Last Monday, Russian officials arrested four men, all dressed similarly to the attackers shown in footage from the slaughter at a music venue outside of Moscow. The men are likely the terrorists who orchestrated the assault because they were all wearing clothes that matched the men in the footage. One of the detainees is seen in a video wearing a light-brown T-shirt with a recognizable logo on the left breast and pants branded with Boss. These features are identical to what a shooter wore in the propaganda clip of the attack published by the Islamic State, often known as ISIS.

On Sunday night, a court hearing in Moscow recognized Saidakrami M. Rachabalizoda, Shamsidin Fariduni, Muhammadsobir Z. Fayzov, and Dalerjon B. Mirzoyev as the four suspects in the attack that killed over 130 people. According to three defendants who testified in court, Tajikistan is their home. Two of the guys interrogated in films seen by The Times spoke Tajik.

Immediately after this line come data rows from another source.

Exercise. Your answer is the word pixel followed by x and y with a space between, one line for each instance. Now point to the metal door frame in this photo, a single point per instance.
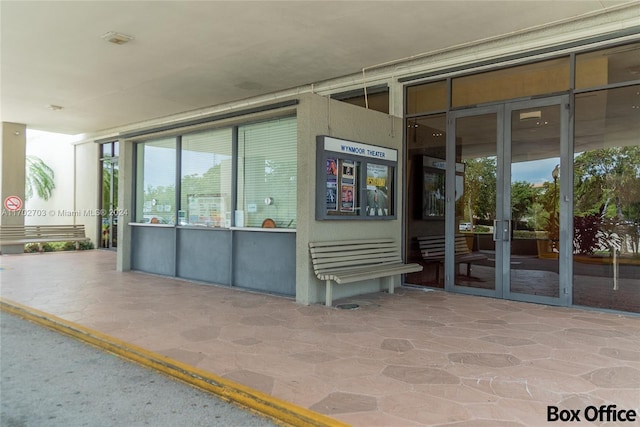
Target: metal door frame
pixel 503 200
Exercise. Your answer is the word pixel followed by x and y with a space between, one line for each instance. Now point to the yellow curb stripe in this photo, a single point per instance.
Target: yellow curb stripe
pixel 255 400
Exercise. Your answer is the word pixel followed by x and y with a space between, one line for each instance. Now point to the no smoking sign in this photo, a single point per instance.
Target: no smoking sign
pixel 13 203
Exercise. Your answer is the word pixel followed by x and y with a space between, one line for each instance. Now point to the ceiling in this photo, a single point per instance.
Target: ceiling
pixel 187 55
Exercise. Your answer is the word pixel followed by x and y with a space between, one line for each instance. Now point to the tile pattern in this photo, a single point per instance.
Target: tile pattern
pixel 413 358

Two of the men showed up to court with apparent wounds, and the footage shows that several of the victims were abused while in custody. A leaked copy of the fourth suspect’s passport indicates that he is also a native of Tajikistan; he appeared in court in a wheelchair and seemed unable to reply.

Islamic State claimed credit, released images of what it said were the assailants, and released footage of the incident itself after U.S. officials indicated the group had carried it out. Putin did not single out the Islamic State when he said that “international terrorism” was to blame for the attack. Russian state media set the stage for accusing Ukraine, which vehemently denied any responsibility.

Senior scholar Rob Lee of the Philadelphia-based Foreign Policy Research Institute said that the gunmen in the video did not look very trained, even though they carried out one of the bloodiest terrorist attacks in Russia in decades. According to him, the attackers didn’t spread out and do more damage; instead, they appeared clustered together. Authorities would have an easier time tracking down and linking the perpetrators to the site if they changed into different clothing after the massacre and if they escaped in the same car that brought them there.